Notes on Richard III

When this play begins, England's royal family has been locked in a power struggle for a number of decades that periodically erupts into violence. These battles are all part of the Wars of the Roses, named after the family symbols of the two contending groups: the Lancaster family, symbolized by a red rose, and the York family, symbolized by a white one.

The problems began with the death of the long-reigning King Edward III, of the house of Plantagenet. Edward III had seven sons, of whom the fourth and fifth became the fathers of the dynasties. The elder was called John of Gaunt, the Duke of Lancaster, and his younger brother was Edmund of Langley, Duke of York. Their descendants formed two important clans - the Lancasters and the Yorks. Both clans derived from royal blood, and both produced ambitious men who were willing to fight for the throne.

After the death of Edward III, King Richard II - who was descended from Edward's eldest son, and was thus neither a York nor a Lancaster - ruled for twenty-two years. However, he was soon overthrown by his cousin (the son of John the Gaunt), a Lancaster named Henry Bolingbroke who became Henry IV. Henry IV was in turn succeeded by his son, Henry V, who was succeeded by his son, Henry VI.

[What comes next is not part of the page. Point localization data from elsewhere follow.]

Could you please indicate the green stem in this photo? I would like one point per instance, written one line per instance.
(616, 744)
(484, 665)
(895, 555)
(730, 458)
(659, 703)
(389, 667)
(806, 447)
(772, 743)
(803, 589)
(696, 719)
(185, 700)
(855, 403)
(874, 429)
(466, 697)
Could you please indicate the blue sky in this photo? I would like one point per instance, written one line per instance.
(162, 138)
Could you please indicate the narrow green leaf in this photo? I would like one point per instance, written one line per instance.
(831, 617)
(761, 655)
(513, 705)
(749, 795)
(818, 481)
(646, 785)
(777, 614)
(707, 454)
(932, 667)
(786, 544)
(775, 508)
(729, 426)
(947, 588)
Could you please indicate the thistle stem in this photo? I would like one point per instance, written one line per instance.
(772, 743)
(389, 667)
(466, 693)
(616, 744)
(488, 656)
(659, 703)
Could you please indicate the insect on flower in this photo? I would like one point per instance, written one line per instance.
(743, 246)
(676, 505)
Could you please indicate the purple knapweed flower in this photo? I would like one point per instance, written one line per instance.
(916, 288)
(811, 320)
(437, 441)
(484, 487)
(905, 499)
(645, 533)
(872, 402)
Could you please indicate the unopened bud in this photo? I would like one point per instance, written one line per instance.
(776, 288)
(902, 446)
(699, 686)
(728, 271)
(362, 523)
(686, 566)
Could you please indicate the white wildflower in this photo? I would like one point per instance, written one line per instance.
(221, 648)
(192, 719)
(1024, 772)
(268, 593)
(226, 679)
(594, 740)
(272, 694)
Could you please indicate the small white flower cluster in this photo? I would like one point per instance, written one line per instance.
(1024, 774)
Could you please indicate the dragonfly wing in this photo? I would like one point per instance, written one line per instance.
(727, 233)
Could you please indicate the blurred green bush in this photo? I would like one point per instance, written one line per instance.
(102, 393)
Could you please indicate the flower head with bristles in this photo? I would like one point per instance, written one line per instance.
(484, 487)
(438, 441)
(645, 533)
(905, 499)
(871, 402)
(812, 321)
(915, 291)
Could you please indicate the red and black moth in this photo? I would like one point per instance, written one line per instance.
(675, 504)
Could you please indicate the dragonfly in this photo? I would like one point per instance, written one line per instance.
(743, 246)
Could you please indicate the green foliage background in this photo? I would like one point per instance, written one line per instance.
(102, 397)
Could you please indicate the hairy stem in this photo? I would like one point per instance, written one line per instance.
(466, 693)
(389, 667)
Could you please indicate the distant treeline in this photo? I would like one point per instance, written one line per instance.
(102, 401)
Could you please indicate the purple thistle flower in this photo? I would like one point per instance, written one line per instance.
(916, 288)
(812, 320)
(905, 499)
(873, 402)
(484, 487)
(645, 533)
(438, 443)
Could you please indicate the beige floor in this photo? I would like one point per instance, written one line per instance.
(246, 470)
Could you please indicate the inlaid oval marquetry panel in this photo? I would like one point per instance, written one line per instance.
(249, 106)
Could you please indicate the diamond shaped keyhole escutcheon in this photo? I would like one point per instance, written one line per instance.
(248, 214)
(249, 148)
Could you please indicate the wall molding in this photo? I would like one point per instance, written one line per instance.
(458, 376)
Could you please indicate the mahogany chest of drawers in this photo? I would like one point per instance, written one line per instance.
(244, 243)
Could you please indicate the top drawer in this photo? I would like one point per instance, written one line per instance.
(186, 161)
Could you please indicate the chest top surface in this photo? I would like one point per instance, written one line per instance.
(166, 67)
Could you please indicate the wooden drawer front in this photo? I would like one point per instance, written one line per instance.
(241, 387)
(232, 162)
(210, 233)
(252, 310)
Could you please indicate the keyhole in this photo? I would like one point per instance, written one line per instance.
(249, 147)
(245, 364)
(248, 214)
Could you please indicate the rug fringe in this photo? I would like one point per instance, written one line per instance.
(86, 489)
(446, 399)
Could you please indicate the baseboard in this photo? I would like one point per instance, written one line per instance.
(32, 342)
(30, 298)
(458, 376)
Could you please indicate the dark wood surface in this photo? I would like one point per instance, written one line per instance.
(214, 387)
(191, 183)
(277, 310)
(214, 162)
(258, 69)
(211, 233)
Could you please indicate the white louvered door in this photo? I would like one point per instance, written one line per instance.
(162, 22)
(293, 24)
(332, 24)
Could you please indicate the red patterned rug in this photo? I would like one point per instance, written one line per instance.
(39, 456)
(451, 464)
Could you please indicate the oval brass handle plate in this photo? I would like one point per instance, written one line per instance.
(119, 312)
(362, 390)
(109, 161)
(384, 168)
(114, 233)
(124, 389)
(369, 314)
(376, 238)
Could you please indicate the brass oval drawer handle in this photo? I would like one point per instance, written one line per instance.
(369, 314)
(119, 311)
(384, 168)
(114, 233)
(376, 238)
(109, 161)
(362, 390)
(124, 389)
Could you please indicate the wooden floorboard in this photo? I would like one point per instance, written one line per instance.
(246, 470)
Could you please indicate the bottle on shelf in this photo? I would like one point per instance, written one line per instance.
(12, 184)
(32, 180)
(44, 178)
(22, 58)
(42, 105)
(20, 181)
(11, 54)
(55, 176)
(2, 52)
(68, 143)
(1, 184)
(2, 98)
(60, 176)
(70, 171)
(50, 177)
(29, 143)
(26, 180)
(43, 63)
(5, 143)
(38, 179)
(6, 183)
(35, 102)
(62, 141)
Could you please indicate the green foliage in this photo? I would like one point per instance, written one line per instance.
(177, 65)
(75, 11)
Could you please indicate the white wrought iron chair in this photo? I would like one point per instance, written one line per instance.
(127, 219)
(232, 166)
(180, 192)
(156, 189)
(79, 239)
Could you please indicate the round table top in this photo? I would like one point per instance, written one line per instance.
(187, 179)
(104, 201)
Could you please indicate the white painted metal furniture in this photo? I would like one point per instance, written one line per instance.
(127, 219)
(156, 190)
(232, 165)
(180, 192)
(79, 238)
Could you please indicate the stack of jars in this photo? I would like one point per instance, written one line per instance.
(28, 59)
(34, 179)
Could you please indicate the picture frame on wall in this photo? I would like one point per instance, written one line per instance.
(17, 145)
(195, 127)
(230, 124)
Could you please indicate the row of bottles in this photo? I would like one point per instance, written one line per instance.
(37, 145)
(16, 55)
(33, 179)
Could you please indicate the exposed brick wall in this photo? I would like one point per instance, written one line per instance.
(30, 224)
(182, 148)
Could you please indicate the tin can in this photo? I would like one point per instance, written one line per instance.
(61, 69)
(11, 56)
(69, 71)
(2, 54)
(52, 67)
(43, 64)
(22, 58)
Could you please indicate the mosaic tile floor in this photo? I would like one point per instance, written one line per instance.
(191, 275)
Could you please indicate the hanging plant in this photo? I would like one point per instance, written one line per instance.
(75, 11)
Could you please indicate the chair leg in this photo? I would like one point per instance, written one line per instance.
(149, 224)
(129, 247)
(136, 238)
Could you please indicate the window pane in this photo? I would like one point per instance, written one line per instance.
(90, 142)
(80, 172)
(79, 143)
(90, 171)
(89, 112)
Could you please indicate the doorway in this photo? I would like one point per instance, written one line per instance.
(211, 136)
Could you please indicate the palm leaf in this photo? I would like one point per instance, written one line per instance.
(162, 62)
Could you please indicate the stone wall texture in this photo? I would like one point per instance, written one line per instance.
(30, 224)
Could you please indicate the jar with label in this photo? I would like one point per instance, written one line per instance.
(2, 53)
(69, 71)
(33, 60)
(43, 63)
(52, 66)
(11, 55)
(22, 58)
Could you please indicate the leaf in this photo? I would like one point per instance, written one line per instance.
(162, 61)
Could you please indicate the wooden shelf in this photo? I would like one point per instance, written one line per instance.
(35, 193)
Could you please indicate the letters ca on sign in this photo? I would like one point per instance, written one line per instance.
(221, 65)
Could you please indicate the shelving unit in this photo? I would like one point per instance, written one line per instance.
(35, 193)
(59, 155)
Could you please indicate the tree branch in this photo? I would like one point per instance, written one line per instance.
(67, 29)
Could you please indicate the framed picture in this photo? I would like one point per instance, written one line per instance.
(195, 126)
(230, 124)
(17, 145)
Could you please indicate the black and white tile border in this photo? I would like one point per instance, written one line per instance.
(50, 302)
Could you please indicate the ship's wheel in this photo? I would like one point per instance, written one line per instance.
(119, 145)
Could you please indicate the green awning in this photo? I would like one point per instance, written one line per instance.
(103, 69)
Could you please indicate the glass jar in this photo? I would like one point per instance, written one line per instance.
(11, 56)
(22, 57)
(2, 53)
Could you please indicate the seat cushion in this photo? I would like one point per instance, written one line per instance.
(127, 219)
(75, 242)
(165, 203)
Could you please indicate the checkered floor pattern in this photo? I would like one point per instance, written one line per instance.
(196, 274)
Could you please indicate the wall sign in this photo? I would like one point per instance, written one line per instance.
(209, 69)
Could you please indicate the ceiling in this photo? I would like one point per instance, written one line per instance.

During the reign of Henry VI, fighting broke out between the two Lancasters - led by the King and Margaret, his warrior queen - and the Yorks, led by the brothers Edward, Clarence, and Richard. After a bloody struggle, the Lancastrian Henry VI was deposed and the head of the house of York took the throne as King Edward IV. In battle, Henry's son and destined heir, Edward, Prince of Wales was killed by the three brothers and Queen Margaret was captured and exiled. Henry VI was executed by Richard. With the victorious Yorks - Edward and his Queen Elizabeth - ascneding the throne, the action of Richard III begins.